Its sturdy structure makes the installation process much easier. You will have the freedom to use PVC piping for walls, floors or ceilings. However, its weight is double of material ductwork which can complicate the process in certain cases.

Even though its insulation properties help to maintain an efficient heating and cooling system in larger buildings, there is a limit to its temperature tolerance. PVC cannot handle heat beyond 140°F which can restrict its applications. Besides, these pipes are generally more expensive than ABS.

Frequently Asked Questions

Does Epoxy Glue Work On ABS Plastic?

Epoxy resin adhesive is the best suited for repairing ABS plastic. This glue made of two components works through the chemical reaction between resin and a hardener. The resulting bond becomes so strong that it can work on materials like wood and metal. So it is used to bond large areas of relatively lower weight.

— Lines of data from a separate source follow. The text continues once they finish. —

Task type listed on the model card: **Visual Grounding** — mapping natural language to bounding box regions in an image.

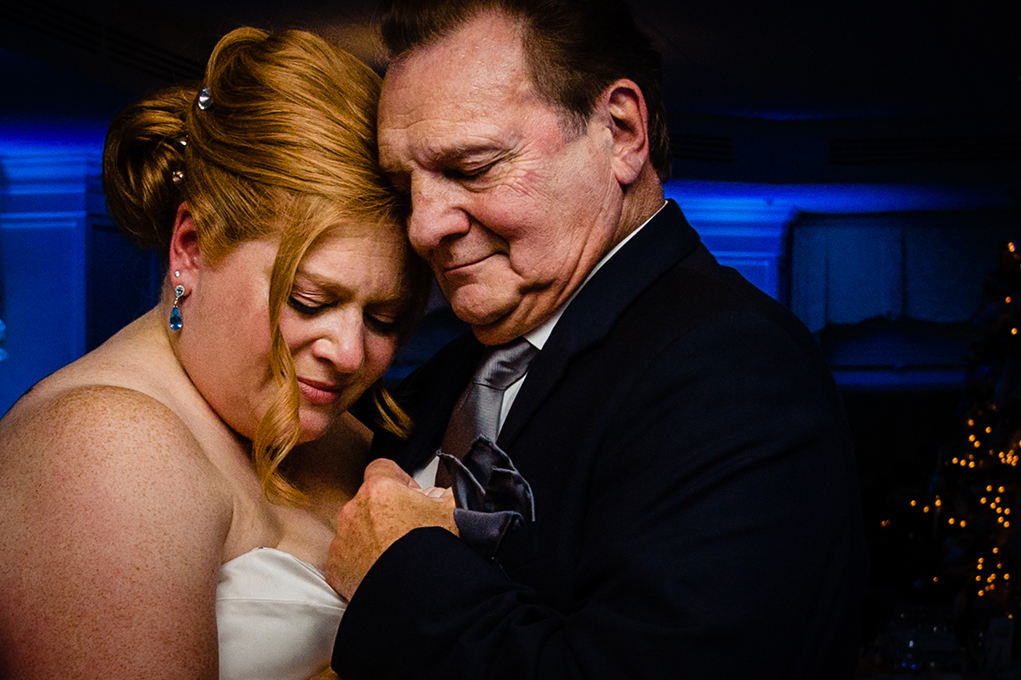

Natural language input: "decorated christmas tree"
[923,239,1021,668]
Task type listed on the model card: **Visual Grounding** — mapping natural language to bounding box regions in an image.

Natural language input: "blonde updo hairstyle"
[103,27,427,502]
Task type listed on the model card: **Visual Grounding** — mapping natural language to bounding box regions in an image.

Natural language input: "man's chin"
[447,288,549,344]
[468,312,535,346]
[448,294,513,329]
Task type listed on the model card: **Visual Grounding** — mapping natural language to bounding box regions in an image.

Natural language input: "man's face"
[378,11,626,345]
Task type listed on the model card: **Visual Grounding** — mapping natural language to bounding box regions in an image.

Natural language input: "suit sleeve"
[333,309,867,680]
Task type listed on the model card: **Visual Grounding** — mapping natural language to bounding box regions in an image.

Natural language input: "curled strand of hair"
[372,383,415,439]
[252,329,305,504]
[249,202,336,504]
[250,217,315,504]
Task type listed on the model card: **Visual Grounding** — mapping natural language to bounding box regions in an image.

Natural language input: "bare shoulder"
[1,384,230,505]
[0,385,231,677]
[0,382,233,550]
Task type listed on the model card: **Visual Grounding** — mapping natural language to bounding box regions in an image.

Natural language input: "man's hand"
[326,458,457,600]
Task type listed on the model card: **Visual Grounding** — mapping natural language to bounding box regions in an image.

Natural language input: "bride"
[0,26,428,679]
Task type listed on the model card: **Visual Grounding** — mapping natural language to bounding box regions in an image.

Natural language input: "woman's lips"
[297,378,343,405]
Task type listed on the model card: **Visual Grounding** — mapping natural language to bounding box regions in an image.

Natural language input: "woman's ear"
[603,79,650,187]
[168,202,201,282]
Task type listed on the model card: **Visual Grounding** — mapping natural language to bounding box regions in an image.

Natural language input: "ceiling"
[640,0,1021,121]
[4,0,1020,117]
[0,0,1019,178]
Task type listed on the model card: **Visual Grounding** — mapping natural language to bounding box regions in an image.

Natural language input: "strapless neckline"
[221,546,322,572]
[216,546,346,680]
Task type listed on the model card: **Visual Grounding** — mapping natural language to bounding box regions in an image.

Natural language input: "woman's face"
[177,221,413,443]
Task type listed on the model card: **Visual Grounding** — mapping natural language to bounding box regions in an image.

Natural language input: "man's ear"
[603,79,650,187]
[168,202,201,281]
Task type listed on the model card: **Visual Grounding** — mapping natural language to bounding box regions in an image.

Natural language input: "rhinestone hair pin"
[197,86,213,110]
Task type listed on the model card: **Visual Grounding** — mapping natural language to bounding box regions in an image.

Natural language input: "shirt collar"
[524,200,667,350]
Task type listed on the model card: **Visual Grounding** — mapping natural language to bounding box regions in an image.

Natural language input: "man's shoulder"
[627,249,816,352]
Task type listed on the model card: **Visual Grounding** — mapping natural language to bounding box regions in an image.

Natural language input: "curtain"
[791,210,1019,334]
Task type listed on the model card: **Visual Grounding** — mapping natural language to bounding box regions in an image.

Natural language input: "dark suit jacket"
[333,201,869,679]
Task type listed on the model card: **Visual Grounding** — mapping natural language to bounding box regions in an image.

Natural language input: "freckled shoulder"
[1,384,227,493]
[0,385,233,676]
[0,383,234,548]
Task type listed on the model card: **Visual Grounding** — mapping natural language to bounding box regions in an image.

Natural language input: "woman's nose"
[313,313,365,373]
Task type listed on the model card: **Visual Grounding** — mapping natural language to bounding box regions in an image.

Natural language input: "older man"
[326,0,868,677]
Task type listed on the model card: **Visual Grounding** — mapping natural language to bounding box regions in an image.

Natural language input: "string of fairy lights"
[899,241,1021,613]
[913,482,1014,602]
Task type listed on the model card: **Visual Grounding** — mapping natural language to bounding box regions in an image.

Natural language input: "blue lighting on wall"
[665,180,1014,215]
[664,179,1015,304]
[1,122,1017,414]
[665,178,1017,391]
[0,128,108,415]
[0,123,108,156]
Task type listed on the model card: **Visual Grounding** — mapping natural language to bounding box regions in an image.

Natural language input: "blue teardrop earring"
[169,271,185,331]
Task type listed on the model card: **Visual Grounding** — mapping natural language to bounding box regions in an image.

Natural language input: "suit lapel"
[498,201,702,447]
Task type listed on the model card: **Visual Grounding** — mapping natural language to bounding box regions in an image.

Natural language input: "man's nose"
[407,174,471,253]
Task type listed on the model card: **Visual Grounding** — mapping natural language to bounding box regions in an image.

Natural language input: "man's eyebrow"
[407,143,503,170]
[433,144,502,163]
[379,154,408,175]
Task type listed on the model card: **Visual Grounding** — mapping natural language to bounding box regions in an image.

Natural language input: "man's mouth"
[438,253,494,276]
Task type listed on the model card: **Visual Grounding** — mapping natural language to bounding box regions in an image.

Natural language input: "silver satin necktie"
[436,337,538,487]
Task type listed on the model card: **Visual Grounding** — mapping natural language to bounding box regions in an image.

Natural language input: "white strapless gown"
[216,547,346,680]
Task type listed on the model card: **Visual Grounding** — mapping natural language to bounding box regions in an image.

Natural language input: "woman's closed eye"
[290,296,400,334]
[288,296,328,316]
[366,312,400,335]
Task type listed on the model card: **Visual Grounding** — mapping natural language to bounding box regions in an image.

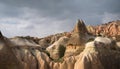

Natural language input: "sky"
[0,0,120,37]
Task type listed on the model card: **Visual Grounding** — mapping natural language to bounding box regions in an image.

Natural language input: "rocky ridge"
[0,20,120,69]
[87,20,120,38]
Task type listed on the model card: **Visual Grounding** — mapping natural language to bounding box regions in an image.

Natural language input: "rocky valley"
[0,20,120,69]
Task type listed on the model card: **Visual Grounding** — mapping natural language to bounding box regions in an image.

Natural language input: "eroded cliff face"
[1,34,120,69]
[1,20,120,69]
[0,31,23,69]
[65,19,94,57]
[87,20,120,38]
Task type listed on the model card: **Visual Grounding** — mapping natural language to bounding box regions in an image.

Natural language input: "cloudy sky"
[0,0,120,37]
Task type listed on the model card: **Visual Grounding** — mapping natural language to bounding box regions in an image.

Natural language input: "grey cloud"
[0,0,120,21]
[0,0,120,37]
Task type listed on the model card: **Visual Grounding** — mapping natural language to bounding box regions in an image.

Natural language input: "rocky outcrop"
[10,36,40,47]
[38,33,66,49]
[88,20,120,38]
[72,19,88,34]
[9,32,66,49]
[65,20,94,57]
[1,20,120,69]
[46,36,69,59]
[0,31,23,69]
[86,25,96,35]
[74,39,120,69]
[68,19,88,46]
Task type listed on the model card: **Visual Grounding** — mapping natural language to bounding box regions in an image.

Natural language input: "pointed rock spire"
[0,31,4,40]
[0,31,2,36]
[73,19,88,33]
[67,19,90,46]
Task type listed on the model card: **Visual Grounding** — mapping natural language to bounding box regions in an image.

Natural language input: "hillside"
[0,20,120,69]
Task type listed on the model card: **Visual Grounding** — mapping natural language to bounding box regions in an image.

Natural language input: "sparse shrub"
[87,38,94,42]
[43,50,50,57]
[59,45,66,58]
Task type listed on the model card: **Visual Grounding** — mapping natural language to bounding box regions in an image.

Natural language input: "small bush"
[59,45,66,58]
[87,38,94,42]
[43,50,50,57]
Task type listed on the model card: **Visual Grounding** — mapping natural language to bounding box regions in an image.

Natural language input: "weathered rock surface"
[9,37,120,69]
[75,40,120,69]
[96,21,120,36]
[10,36,40,46]
[65,20,94,57]
[0,31,23,69]
[1,20,120,69]
[46,36,69,59]
[87,20,120,38]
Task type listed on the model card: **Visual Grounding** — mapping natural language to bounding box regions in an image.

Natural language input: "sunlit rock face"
[87,20,120,50]
[65,20,94,57]
[10,36,40,47]
[46,36,69,59]
[74,41,104,69]
[88,20,120,38]
[1,20,120,69]
[74,37,120,69]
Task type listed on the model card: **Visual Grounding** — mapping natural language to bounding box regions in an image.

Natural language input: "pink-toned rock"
[90,20,120,38]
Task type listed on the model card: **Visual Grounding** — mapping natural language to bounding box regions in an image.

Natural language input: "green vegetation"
[42,50,50,57]
[59,45,66,58]
[87,38,94,42]
[51,45,66,62]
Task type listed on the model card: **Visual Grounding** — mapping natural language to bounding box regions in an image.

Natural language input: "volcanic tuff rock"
[87,20,120,38]
[1,31,120,69]
[86,25,96,35]
[67,19,94,46]
[72,19,88,34]
[10,36,40,46]
[65,19,94,57]
[10,32,66,49]
[46,36,69,59]
[96,20,120,36]
[1,20,120,69]
[75,41,120,69]
[0,31,23,69]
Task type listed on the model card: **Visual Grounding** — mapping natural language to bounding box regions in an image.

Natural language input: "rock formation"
[86,25,96,35]
[88,20,120,38]
[65,19,94,57]
[72,19,88,33]
[46,36,69,59]
[74,41,104,69]
[38,32,67,49]
[0,20,120,69]
[68,19,88,46]
[0,31,23,69]
[74,38,120,69]
[10,36,40,47]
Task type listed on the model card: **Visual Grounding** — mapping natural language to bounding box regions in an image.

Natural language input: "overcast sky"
[0,0,120,37]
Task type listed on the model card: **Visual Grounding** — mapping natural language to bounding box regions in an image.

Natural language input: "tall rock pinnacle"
[67,19,89,46]
[73,19,88,34]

How Long Should PVC Pipe Last?

Typically, PVC pipes last about 25 to 40 years. However, with the help of enhancements and technological advancements, this lifespan can be extended to 70 years or even longer.

Even though they are not as durable as metal piping, homeowners choose PVC for their anti-corrosion properties and the safety of drinking water.

Is ABS Pipe Safe For Potable Water?

While there are a few potable varieties of ABS, professionals do not recommend using it for any system except draining to the sewer. That is because it might have chemicals fighting against algae, which in turn can leach into the tank.


So, can you glue ABS to PVC? Sure, but glue should be the last resort for attaching ABS to PVC pipes. Solvent cement is a much smarter option since it can deliver more durable and reliable results.

However, the best solution would be to go for mechanical decoupling, as recommended by home inspectors and professional plumbers.

If possible, try to build a cohesive structure with only one of the materials. The good news is that both plastics can be recycled. If you don't know what to do with them, you can always call your local recycling center or contact your state's Department of Environmental Quality.